Потом Мак-Кей сообразил, что Фурунео сказал это в результате логических размышлений. Нынешним директором Бюро Саботажа был Наполеон Бильдун, пан спехи, человекоподобный только по внешнему виду. Тут Мак-Кей повел себя как человек, считающий, что все разумные формы жизни должны были произойти от обезьяны. Политическое соперничество между различными разумными видами существ во времена наивысшего напряжения принимало странные формы. В этом случае было целесообразно создать обширный директорат.
– Спасибо, – сказал Мак-Кей. – Я не задумывался над этой важной проблемой.
– Это очень важная проблема.
– Я понимаю. Итак, по моему мнению, в этом деле с нами должен сотрудничать шеф нашего поискового отдела.
– Гайчел Сайкер?
– Да.
– Лаклак и пан спехи. Кого еще нужно проинформировать?
– Один из правовых отделов. Когда мы так туго натягиваем лук, они должны получать всю информацию о наших действиях, – сказал Мак-Кей. – И прежде, чем последует официальное решение, всем нам может прийтись солоно.
Фурунео кивнул.
– Еще кое-что.
– Что?
– Как я выйду наружу?
Мак-Кей повернулся к «половнику».
– Еще один вопрос, Фанни Мей.
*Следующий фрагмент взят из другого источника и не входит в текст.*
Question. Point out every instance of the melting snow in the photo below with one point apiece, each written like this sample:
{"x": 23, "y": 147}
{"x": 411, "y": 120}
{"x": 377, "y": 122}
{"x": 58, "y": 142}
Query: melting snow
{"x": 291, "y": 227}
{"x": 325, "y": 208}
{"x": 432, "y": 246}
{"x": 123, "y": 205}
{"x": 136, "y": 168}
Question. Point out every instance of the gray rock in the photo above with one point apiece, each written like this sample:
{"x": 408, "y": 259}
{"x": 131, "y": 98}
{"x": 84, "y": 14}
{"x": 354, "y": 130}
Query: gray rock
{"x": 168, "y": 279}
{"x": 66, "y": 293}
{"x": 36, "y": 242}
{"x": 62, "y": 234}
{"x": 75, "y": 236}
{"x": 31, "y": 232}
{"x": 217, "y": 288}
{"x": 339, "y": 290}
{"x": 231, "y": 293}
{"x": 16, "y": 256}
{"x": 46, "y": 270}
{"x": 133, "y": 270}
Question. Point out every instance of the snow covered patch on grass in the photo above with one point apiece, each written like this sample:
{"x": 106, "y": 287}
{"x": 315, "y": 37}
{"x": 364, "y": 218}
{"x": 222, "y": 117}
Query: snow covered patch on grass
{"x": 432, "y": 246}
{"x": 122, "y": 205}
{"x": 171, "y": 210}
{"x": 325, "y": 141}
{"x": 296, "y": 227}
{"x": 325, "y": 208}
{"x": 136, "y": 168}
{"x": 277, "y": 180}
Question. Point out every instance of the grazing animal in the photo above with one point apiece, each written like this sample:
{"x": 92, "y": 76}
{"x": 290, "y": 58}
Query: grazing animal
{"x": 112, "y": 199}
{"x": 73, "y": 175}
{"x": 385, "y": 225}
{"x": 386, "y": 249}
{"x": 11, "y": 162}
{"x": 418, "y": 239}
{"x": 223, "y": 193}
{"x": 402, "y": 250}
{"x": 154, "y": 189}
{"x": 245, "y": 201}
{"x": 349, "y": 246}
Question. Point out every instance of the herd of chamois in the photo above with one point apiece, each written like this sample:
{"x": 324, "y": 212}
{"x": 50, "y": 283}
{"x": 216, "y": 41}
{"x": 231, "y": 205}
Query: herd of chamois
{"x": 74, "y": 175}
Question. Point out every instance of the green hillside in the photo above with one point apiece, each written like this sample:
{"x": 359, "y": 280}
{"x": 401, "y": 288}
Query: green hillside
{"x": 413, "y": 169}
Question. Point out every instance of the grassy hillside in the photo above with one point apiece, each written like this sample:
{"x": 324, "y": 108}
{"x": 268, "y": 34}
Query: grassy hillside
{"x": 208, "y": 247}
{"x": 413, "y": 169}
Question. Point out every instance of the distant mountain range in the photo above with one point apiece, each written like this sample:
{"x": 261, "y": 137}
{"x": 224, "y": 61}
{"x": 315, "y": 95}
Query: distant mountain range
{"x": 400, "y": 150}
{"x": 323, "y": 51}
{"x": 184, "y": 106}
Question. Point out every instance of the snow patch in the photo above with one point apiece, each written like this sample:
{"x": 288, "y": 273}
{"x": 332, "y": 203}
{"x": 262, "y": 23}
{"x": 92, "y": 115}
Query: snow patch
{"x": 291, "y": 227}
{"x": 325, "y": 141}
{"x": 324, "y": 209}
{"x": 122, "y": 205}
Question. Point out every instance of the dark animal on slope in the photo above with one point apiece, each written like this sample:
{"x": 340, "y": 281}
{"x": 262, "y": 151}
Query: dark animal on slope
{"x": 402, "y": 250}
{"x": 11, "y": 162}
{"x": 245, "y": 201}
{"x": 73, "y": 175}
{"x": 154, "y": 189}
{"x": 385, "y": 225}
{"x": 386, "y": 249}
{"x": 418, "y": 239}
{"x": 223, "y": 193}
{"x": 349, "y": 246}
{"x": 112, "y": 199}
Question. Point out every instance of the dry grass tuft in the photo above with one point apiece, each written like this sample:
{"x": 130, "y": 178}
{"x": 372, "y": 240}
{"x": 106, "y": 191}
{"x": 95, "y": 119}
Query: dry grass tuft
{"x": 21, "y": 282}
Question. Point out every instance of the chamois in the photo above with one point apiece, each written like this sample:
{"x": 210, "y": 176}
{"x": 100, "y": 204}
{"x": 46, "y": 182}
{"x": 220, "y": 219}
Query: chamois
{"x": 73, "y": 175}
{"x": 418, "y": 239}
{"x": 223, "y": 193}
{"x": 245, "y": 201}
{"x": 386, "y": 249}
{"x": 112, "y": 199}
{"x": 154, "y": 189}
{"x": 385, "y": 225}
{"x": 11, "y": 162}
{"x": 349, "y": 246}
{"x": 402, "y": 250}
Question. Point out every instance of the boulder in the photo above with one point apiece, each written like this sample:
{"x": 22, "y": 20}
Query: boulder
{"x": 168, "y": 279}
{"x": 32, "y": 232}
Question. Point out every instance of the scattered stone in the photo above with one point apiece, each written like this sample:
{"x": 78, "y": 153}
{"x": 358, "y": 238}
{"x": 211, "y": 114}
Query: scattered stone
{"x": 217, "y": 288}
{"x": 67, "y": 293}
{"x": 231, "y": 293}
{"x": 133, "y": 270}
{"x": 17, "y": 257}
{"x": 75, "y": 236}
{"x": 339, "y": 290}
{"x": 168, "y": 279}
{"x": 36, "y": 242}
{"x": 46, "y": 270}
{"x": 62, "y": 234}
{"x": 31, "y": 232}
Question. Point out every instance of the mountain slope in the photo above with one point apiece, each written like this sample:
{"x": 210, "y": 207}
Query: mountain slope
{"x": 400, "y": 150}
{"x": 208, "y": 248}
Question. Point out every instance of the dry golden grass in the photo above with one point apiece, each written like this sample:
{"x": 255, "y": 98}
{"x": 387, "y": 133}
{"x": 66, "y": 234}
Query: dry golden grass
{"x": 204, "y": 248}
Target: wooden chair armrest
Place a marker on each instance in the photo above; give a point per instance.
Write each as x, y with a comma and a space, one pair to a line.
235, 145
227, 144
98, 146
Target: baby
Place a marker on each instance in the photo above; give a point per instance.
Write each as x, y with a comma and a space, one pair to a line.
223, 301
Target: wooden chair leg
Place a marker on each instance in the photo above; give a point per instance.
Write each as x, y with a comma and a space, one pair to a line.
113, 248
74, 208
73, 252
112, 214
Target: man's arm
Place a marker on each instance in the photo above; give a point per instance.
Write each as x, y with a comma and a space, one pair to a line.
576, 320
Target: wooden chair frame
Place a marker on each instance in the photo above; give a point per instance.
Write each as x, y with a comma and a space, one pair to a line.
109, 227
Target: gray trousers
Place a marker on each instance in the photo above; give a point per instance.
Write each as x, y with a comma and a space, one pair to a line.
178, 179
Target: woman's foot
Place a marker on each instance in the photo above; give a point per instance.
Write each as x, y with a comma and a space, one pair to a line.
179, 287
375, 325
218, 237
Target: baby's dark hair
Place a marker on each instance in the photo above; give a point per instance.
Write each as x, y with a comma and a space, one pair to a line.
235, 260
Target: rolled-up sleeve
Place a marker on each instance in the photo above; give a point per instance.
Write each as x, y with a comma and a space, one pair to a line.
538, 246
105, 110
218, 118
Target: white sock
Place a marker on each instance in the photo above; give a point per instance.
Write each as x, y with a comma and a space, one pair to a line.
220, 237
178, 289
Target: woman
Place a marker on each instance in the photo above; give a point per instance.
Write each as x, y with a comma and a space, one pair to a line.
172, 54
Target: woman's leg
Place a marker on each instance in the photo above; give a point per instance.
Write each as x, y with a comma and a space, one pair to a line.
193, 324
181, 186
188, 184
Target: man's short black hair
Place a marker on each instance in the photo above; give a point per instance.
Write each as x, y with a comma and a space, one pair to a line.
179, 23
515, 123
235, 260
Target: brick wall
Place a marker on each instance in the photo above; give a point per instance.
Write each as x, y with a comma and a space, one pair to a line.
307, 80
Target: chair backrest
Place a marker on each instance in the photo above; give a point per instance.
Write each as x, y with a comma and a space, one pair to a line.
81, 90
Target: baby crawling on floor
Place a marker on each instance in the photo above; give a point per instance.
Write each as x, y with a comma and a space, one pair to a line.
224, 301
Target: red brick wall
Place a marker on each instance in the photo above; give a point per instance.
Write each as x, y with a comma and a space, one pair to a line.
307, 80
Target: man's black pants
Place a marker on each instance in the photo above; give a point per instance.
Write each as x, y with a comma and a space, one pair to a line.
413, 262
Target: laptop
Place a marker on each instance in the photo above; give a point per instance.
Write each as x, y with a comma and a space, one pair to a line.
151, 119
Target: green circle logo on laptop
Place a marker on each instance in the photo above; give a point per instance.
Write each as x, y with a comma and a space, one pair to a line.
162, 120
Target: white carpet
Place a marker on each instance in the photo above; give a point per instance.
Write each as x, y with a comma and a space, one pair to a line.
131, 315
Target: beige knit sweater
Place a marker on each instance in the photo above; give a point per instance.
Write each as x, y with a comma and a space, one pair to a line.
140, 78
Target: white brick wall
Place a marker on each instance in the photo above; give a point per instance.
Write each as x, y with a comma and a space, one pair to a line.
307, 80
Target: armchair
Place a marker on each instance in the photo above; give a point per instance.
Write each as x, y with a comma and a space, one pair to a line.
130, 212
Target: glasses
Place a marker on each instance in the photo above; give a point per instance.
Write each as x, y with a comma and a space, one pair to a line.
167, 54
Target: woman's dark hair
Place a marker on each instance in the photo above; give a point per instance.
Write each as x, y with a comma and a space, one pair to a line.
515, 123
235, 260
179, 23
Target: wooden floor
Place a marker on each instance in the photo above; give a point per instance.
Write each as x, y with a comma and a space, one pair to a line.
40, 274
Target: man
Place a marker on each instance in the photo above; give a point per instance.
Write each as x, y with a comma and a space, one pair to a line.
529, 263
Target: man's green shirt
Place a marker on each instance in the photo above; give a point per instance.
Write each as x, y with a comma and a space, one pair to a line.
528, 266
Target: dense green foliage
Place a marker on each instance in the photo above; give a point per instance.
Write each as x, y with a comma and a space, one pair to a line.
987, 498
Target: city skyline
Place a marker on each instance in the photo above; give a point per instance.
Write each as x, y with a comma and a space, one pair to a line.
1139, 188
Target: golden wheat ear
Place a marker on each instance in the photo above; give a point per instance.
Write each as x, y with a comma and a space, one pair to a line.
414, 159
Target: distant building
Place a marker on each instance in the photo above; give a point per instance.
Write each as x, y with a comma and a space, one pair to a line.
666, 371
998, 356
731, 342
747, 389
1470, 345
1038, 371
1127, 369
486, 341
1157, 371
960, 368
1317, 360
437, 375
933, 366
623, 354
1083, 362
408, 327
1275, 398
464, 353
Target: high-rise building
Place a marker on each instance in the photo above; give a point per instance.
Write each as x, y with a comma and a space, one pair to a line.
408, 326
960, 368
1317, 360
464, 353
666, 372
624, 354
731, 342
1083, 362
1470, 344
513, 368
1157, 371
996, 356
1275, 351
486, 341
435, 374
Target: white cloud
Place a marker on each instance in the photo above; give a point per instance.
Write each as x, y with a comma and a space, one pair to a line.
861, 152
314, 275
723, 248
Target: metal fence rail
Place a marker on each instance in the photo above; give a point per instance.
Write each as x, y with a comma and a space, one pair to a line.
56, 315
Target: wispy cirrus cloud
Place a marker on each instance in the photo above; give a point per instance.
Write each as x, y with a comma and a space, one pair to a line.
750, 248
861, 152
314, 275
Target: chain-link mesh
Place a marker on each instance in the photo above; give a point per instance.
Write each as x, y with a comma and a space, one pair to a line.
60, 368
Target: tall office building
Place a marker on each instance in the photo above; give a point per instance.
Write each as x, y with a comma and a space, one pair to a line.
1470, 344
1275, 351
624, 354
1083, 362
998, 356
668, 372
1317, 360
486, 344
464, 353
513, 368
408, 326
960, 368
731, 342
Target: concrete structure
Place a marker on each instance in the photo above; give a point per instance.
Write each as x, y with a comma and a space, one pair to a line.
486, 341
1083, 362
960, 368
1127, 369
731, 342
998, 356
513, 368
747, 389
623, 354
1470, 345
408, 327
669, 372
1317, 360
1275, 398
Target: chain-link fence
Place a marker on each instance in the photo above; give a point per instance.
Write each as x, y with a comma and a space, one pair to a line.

Как моему спутнику покинуть ваше жилище?
– Куда он желает отправиться?
– Домой.
– Очевидные связи, – сказал калебан.
Мак-Кей услышал шипение воздуха, в ушах у него щелкнуло. Потом послышался звук, словно откупорили пустую бутылку. Он огляделся. Фурунео исчез.
– Вы… отправили его домой? – спросил он.
– Верно, – ответил калебан. – Прямо в нужное место. Быстрое перемещение, чтобы избежать падения температуры.
Пот ручьями тек по лицу Мак-Кея. Он сказал:
– Мне хотелось бы узнать, как вы это сделали. Вы действительно можете читать наши мысли?
– Я вижу только связи.
«Опять это выражение», – думал Мак-Кей; он обратил внимание на замечание калебана о температуре. Проклятье! Воздух в этом помещении закипает! Здесь было как в сауне. Одежда приклеилась к телу, кожа зудела, в горле пересохло. Он вытирал лоб рукой, состоявшей, казалось, полностью из воды. Он попытался вытереть руку о пиджак.
Мысль, что каждое разумное существо, которое когда-либо пользовалось прыжковой дверью, должно умереть вместе с исчезновением калебана, тяжело давила на его сознание. В этом воздухе был запах смерти. Каждый, кто пользовался прыжковыми дверьми! Это были сотни тысяч разумных существ… миллионы!
Или даже миллиарды. Точное число вообще было не известно. Верно ли он понял слова калебана? Более чем вероятно. Смерть и безумие при исчезновении калебанов достаточно ясно указывали, что другой интерпретации ответа на его вопрос нет.
Звено за звеном ловушка захлопывалась. Она завалит вселенную мертвечиной.
Светящийся овал над «половником» внезапно замерцал по краям, сократился и исчез. Мак-Кей воспринял Это как проявление печали и подавленности.